Here’s a more elaborate one…again, I just cut shapes freehand, then went with what emerged. This was really fun!

Then I used my Agyla paints that adhere to just about anything to paint in the eyes.

Screen to paper (click to enlarge)

In all honesty I think its best to print out on good quality card rather than photographic paper, but it was interesting to see where this went. You can see why people more commonly start with analogue and move to digital! It would save me having to wear rubber gloves again. Really. I got covered.

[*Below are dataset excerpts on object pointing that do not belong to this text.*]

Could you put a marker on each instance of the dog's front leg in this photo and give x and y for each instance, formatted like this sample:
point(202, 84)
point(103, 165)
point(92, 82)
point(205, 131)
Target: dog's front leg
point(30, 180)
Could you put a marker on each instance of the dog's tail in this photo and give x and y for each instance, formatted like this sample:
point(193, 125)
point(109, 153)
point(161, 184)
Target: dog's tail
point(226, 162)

Thats it for now. I would really like to return to further experiments in the future.

Draw, draw & draw again

‘Pick some reference material to draw from, perhaps a single photograph with a figure and some other details. It could be a photograph you’ve taken or one you’ve found.

Draw what’s in the photograph – the figure, their expression, their clothes, the setting. Try and record all the information from the photograph in your drawing.

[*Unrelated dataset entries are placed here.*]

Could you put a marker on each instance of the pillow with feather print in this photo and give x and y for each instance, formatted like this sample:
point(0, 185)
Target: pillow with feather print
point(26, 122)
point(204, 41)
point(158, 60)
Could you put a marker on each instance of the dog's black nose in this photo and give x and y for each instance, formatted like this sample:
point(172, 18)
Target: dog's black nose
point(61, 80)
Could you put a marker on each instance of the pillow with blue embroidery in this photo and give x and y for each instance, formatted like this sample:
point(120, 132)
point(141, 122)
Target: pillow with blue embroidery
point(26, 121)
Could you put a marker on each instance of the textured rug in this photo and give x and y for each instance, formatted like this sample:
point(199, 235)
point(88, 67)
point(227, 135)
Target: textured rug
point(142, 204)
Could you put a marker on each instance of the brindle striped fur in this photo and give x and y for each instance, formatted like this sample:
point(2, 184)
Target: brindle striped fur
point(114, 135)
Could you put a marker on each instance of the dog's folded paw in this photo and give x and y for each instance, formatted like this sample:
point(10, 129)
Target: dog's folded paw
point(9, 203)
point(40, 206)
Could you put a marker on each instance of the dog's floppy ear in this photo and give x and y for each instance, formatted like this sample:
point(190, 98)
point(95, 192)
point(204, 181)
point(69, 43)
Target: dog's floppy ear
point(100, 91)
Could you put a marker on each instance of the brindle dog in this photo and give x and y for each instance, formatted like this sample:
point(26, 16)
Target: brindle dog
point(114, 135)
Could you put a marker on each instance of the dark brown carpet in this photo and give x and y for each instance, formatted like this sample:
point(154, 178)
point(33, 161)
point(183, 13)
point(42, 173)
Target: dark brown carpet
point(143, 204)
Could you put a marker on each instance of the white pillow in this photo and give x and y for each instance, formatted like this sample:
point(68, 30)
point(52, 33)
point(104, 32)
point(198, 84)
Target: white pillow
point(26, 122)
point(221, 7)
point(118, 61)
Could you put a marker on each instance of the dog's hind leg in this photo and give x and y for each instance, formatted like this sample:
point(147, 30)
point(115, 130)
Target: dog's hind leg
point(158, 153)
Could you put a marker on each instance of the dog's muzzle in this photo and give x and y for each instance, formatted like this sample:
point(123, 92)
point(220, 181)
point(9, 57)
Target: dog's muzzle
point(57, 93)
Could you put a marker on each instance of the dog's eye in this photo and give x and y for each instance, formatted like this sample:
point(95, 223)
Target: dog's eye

Now, draw it a second time but do it quicker. Pick out the important elements in the image and focus your drawing on these. Leave out the information that is less important.

Put the original photograph away and draw it again, this time from memory and with reference to your other drawings.

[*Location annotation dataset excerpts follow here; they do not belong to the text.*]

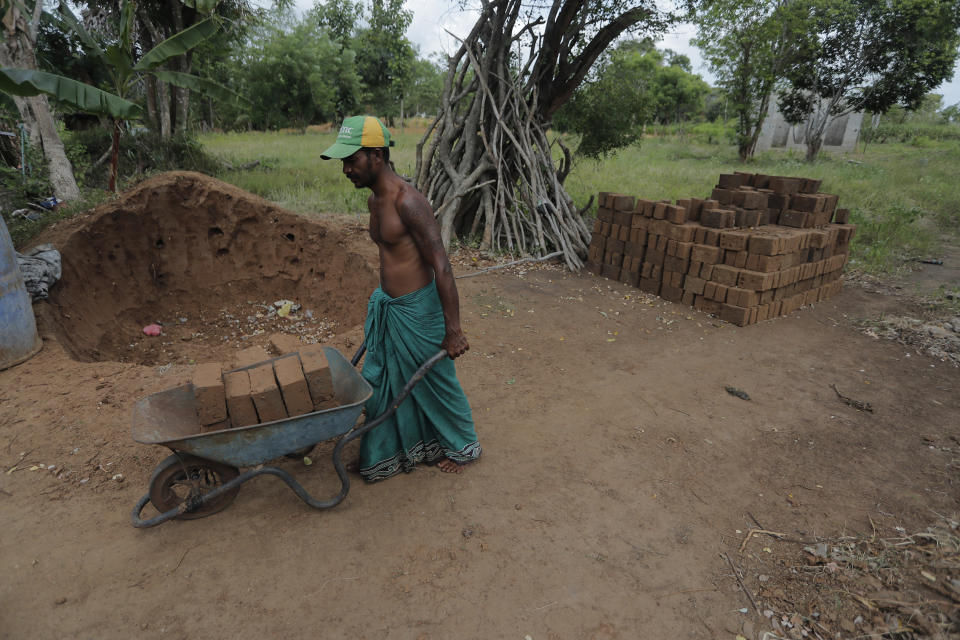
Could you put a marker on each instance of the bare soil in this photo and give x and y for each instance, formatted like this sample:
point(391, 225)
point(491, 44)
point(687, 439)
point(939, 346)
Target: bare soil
point(618, 474)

Finally, draw it again, this time with no reference material at all.’

After a bit of pondering, and dithering, I picked this image from a magazine. I have a tendency to overthink everything: should I pick an animal or a person or a small group of people? Something I would find particularly challenging?…Anyway. This is pretty. So here goes.

I had trouble getting started, as I haven’t been drawing much for months and Im still getting into the rhythm of starting this course. Anyway, I got into it and this is the result.

Image 1: Detailed sketch

This was really absorbing, I’m pleased with it.


Image 2: Quicker sketch

I coloured in the bow for definition – it was a bit hard to pick out what was going on without it.

Image 3: Memory + my own images as reference.

Ive overdone the lines. Tsk.

Image 4: From memory only

I wanna do this all over again! I got a bit side tracked experimenting with different pen thicknesses in the middle there, but overall I went from feeling really grumpy and stuck at the start, to getting throughly absorbed.

I have phases of trying out my visual memory but it occurs to me this could become a more regular thing (probably just a quick sketch then repeat from memory, it would take hours to do the whole process each time!)


Visual Diary

‘You may have already developed ways of recording and reflecting on your own visual language and the work of others through sketchbooks, blogs or scrapbooks in which you’ve collected examples of illustrations and other visual information that catches your eye, or which you might want to refer back to at a later date…’

Most of my inspiration is collected on Pinterest. I have various boards, some quite broad, others specific…

Here’s my main Art & illustration Board which is currently full of about 480 pins of a huge variety of work from Rothko to Aboriginal art and a large variety of modern and vintage  Illustrators. I should probably have come up with some sub categories with this but as it got rather large!

I get drawn to lots of themes – colour, beautiful strong line, pen, watercolour, flat colour. Wood cut, linocut etc…Perhaps not many buildings. People, nature animals are probably my main themes.

Animal Illustration Board – I was collecting a lot of animal stuff so i made a separate board, but there is a cross over between the two.

A more recent addition is Illustrators to specifically keep track of certain names

Ancient Art – gorgeous inspiration from various cultures. Minoan artefacts were the biggest surprise for me – I had no idea how lovely they are.

Street Art –  high colour and social commentary

I like to keep colour inspiration both stored as images on my laptop, and in a physical folder. For example, I store copies of the Scandi mail order company Gudrun Joden. Here’s a screenshot of their website. Most seasons they have stunningly bright colours.

Art books and childrens books are also very useful. I have some general references such as ‘Art of the Western World’ and others that focus on a particular subject such as Beryl Cook or Subway Art. I generally use mini post-its if I want to keep track of certain pages.